Business throughout the world is predominantly conducted in English and it doesn’t look like that’s changing anytime soon. Yet China is a world power that has resisted this trend. David Henry Hwang’s Chinglish looks at the interactions between Westernised and Chinese cultures, in business, marriage and dedication to one’s partner. For all that it promotes itself as a light-hearted comedy, there are some intriguing insights into the differences between the two traditions, and the arrogance of a Western society that assumes that China will simply change to conduct itself in accordance with Anglo-American customs.
Hwang and director Andrew Keates, however, lend a limited amount of time to exploring these themes in depth, opting instead for a more superficial, somewhat slapstick alternative. Translators miscommunicate common phrases for easy laughs, stereotyping and caricature performances run rife and each punchline is hammed up for maximum hilarity and minimum impact. The effect sails dangerously close to pantomime, sacrificing the play’s overriding message in the process.
Of the more interesting parts of the play, the philosophy of guanxi – loosely interpreted as the relationships that individuals cultivate for mutual gain – is fascinating, but warrants greater exploration. Business, Chinglish suggests, is still largely state regulated and people are rewarded by currying favour with the relevant officials. This is most closely realised between leads Daniel (Gyuri Sarossy) and Xi Yan (Candy Ma), as Daniel attempts to persuade the Minister of Culture Cai Guoliang (Lobo Chan) to hire his American company and provide signage for the new cultural centre. Xi Yan, as Vice-Minister, is initially frosty, but has her own agenda to help Daniel and subvert her boss for certain political gains. Tim McQuillen-Wright’s design cleverly reflects the opening and shutting of doors necessary to achieve business success in this environment.

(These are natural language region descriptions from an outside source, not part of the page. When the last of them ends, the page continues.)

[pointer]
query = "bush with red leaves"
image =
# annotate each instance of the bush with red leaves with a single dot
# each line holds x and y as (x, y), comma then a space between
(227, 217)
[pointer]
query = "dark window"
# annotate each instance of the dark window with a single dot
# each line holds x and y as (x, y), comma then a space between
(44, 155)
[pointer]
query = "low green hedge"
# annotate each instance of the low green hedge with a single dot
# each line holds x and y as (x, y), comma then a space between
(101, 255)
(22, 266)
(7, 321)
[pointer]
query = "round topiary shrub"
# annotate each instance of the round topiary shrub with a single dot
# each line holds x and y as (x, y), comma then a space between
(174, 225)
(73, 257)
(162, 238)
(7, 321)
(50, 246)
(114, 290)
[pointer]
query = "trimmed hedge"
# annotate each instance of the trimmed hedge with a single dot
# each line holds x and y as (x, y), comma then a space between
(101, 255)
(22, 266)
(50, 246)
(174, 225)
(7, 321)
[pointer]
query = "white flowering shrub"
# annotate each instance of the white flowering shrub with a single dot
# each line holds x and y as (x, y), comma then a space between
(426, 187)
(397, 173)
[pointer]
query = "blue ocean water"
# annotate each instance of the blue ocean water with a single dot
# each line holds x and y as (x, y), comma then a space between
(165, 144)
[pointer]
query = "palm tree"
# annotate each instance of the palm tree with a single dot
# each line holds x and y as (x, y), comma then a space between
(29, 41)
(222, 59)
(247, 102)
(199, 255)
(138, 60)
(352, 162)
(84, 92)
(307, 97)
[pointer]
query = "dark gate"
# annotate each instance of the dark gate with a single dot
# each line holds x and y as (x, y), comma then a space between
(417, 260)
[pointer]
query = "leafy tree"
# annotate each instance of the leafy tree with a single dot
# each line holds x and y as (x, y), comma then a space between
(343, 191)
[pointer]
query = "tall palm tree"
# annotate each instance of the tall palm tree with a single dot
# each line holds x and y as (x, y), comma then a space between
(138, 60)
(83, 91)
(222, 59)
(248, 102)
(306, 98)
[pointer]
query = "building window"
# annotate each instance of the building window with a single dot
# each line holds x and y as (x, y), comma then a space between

Candy Ma is the lynchpin in Chinglish, effectively communicating in broken English the cultural naivety painfully present in Daniel’s opinion of the country. She wins over the audience not by overacting every comedic line, but by displaying emotional subtly. The Vice-Minister’s motivations seem selfish and incomprehensible, but ultimately are a product of the difference between the two philosophies. Love is a Western religion, held aloft to the detriment of everything else. Not so in Chinglish, where commitment is the ultimate ideal, be it to a marriage, a career, or a philosophy. Love clouds commitment with affection and emotion.
The play’s other characters are performed competently and with impressively swift jumping between the two languages. The reliance on comedy works well with the ensemble roles, as these fleeting characters can simply be funny without being distracting. With the other main characters, particularly those played by Chan and Duncan Harte, Chinglish would benefit from a deeper connection its material. It’s this decision to focus on emphasising the comic differences in trying to fuse the two cultures that will ultimately divide opinion.